MA Philosophy (2005)
Currently pursuing a PhD in Philosophy & Literature at Purdue University
Author of "The Funniness of Stephen Colbert: A Wittgensteinian Approach to Humor," in Stephen Colbert and Philosophy (Open Court, 2009).
"Before I came to DSPT I thought I had a pretty good handle on philosophy. I came from UC Berkeley, after all. But I was just like that teenager, who, at thirteen, thought she knew everything. I took courses on Ancient, Modern and Contemporary philosophy, so I thought I had a good background. I came to DSPT because it would allow me to follow my love for Ancient Philosophy, especially for Plato. But when I got to DSPT, whole new worlds opened up: the world of Plotinus, the world of the pre-Socratics, and of course the world of St.
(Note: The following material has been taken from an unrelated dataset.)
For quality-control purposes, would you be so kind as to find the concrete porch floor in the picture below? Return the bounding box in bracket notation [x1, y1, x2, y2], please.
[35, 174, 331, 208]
Thomas Aquinas. The great thing about DSPT, for me, was that I always felt comfortable, like I was learning these new views in the comfort of my own living room, and this allowed me to take risks with my thinking and writing. This period was really a time of play for me, looking back at it now. The friendship, the community, and the informal conversations all nurtured me and prepared me for my life now.
"A Master's degree in philosophy from DSPT allowed me to teach as a part-time lecturer at various colleges in the Bay Area. I found that I enjoyed engaging students in philosophical discussions and challenging them to think in new ways about ancient and contemporary philosophical literature. When I realized that I would be happy teaching philosophy for the rest of my life and couldn't imagine doing anything else, I applied to PhD programs.
"In Ancient Greek there is a word, apeiros, which has two meanings: the first is "inexperienced" or "ignorant," the second is "boundless" or "without end." When I came to DSPT, I was inexperienced and ignorant of many philosophical viewpoints. And the philosophy that I was familiar with was at best on a surface level. I had been doing baby philosophy at Berkeley as an undergraduate. With DSPT's small school atmosphere but big time resources (the UC Berkeley and GTU libraries, the knowledgeable and skilled professors, the dedicated and caring staff), there really wasn't a limit to what I could do. DSPT helped me develop an intellectual curiosity without end. For me, DSPT helped me transform from the first meaning of apeiros, "ignorant," to the second meaning, "without end," with respect to my intellectual development. Perhaps it wouldn't be wrong to consider myself now as a grown-up philosopher."